I know I would be rich if I had a nickel for each time a practitioner said it was a psychological problem and not a physical one. Dr. eleftherio33095 told me to get a CT because to was probably SCDS, which I have suspected for awhile and the doctors won't do it because I have had previous MRIs on my neck and head that showed nothing other than terrible discs.

The VEMP tests are bad in both ears so I am sending my results to another specialist at UCLA this time instead of University of Washington! Frustrated because I did a ton of research to find one of the top dr here in Seattle and he said I needed a psychiatrist before I could be fixed because my anxiety was so great! No sh@@, it had been 6 weeks since I had gotten off the couch other than crawling to the bathroom! Then I had to manage to get to his office in a crazy busy hospital. WTH.

Anyway thanks for the reply and Godbless

Omg they sent me to another hospital for my VNG. It was like trying to get threw a maze to find the special diagnostics unit. Up a elevator, down a dozen hallways. Then the place they sent me up north is a university hospital. It's a monster complex the size of a city.

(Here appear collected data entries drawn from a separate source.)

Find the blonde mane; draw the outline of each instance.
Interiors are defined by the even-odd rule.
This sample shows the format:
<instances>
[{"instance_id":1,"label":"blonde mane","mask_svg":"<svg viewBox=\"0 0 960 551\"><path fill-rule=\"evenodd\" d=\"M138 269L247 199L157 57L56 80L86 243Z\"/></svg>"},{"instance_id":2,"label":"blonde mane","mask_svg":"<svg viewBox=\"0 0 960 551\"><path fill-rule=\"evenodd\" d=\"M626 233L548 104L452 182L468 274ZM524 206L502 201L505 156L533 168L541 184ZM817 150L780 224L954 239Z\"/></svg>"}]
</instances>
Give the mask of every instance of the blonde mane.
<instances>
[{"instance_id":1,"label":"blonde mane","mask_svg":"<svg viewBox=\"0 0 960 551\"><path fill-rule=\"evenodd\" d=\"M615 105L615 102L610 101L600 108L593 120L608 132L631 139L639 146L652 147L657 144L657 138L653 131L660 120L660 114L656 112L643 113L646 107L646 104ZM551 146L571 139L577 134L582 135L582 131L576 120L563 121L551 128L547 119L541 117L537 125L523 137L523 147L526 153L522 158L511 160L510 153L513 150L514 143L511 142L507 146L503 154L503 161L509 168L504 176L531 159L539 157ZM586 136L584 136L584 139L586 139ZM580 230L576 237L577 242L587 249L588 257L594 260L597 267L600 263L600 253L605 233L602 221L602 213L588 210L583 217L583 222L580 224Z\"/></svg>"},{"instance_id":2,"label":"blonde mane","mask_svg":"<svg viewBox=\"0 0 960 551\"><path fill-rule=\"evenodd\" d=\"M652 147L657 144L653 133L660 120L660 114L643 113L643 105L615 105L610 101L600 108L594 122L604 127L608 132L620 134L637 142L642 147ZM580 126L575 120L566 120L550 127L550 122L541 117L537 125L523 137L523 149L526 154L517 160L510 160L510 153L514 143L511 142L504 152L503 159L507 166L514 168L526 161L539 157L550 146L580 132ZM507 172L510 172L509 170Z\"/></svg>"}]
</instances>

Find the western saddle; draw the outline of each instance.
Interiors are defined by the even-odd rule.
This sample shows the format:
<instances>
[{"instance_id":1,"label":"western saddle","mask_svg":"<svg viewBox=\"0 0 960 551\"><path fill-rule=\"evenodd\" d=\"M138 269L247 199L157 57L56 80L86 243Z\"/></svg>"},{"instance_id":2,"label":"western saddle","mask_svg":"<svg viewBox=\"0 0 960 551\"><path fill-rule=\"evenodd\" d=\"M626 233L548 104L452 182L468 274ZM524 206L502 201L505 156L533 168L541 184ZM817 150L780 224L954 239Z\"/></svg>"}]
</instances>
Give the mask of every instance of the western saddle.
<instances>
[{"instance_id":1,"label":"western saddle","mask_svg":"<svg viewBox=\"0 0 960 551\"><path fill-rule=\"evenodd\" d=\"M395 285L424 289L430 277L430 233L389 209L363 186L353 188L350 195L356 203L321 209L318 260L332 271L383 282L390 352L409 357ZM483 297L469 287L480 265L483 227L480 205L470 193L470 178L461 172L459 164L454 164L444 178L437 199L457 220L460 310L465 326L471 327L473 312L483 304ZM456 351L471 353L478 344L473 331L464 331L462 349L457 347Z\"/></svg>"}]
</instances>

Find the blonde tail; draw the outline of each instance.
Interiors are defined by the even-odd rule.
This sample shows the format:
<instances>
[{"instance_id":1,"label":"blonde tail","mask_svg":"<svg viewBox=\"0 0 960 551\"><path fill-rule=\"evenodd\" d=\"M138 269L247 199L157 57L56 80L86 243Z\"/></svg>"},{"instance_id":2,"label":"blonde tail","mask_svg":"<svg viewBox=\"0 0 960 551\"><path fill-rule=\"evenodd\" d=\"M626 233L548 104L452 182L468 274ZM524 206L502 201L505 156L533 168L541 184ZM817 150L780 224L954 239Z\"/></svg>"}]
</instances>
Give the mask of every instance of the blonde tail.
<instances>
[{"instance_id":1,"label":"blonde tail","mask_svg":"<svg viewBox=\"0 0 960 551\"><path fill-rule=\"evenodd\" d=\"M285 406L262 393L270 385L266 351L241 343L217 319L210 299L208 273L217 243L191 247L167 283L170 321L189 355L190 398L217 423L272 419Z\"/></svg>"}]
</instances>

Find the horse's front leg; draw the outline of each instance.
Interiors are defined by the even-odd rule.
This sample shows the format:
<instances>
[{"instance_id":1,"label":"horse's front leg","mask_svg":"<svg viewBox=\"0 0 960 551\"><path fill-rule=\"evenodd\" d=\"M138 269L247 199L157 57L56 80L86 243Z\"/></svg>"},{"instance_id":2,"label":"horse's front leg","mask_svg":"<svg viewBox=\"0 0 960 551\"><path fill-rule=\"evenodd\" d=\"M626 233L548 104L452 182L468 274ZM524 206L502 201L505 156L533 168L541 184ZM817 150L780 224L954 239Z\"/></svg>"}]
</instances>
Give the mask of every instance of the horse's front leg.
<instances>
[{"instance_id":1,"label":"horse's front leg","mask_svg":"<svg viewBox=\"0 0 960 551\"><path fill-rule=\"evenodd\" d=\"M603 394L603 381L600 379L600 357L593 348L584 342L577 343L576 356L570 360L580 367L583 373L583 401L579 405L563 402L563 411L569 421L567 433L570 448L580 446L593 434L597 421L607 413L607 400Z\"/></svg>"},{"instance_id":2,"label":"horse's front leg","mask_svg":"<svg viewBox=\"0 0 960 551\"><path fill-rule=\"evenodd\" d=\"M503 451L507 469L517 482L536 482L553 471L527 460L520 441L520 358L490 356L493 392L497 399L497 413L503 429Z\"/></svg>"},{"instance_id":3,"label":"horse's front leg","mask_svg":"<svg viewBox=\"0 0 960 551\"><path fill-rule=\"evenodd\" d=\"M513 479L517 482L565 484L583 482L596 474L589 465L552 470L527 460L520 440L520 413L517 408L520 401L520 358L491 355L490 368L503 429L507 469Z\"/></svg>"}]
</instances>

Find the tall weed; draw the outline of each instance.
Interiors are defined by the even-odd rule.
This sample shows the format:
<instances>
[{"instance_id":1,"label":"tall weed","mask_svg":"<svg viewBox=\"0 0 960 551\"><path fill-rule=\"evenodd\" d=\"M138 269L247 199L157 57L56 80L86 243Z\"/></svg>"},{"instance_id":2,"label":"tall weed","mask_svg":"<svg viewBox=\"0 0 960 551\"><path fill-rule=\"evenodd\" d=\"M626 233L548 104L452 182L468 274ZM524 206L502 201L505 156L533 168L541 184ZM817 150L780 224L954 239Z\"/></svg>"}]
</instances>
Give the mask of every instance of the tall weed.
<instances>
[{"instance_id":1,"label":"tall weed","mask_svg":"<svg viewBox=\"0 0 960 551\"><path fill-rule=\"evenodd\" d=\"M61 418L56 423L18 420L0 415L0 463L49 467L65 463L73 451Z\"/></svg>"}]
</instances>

Yah and you walk in the office and there's 3 tv's and crazy carpets! Thank god I had my brother in law nearly carrying me or I never would have made it! Lots of antiemetics that week! Now my FMLA is up and I am supposed to go back to work or lose my job. I'm a RN in a busy cardiac unit of the hospital! This should be interesting 😐

I lost my job. Temporary disability ran out. Long term taking there time letting me know if I am approved or I have to get a lawyer and go to court. Meanwhile everyone wants money.

Yeah my short term disability was denied because my chart had vertigo in it prior to my latest bout!

They can't see a disability so it must not be real!!! Good luck on the legal stuff. I hope you are getting some kind of assistance. I know my credit union has some programs for disability payments prior to receiving any payment. Like they pay the Morgage and car payment while I am waiting.

I hope you get some help soon! I would be drowning if my husband didn't work.

Tryed for assistance. So far only thing i qualified for is 10 bux a week in food stamps. Lol. Can't even buy peanut butter and jelly for 10 bux a week.